WDEL's Amy Cherry reports.
If Narcan (also know as Naloxone), a heroin overdose treatment had been more readily accessible, Dave Humes' son Greg would likely be alive today.
"It's something that was avoidable. He had been clean for close to 17 months," said Humes.
Humes' son was 24 when he fatally overdosed on heroin two years ago at a party.

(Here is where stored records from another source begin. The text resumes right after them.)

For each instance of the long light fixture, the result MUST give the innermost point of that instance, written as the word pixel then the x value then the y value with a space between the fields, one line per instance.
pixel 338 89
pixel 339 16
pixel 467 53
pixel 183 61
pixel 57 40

"They literally picked him up, put him in his own vehicle, drove him to the hospital, left him in the parking lot; they didn't ring the bell, they didn't honk the horn. They didn't leave the premises and call 911. By the time, he was discovered, it was too late," said Humes.
Diann Jones' family also suffers with the throes of addiction. Her daughter Nicole is a recovering heroin addict.
"It tears families apart," said Jones.
Now under a new law, police officers, who are often first responders, can carry Narcan--giving them another tool to fight back against heroin, a growing epidemic in Delaware.
"It's what makes us get up in the morning that we can turn this into something positive," Humes said.
Jones is forever grateful that her younger daughters will get to know their older sister.
"I'm so thankful for giving our family a chance to put our lives back together," she said.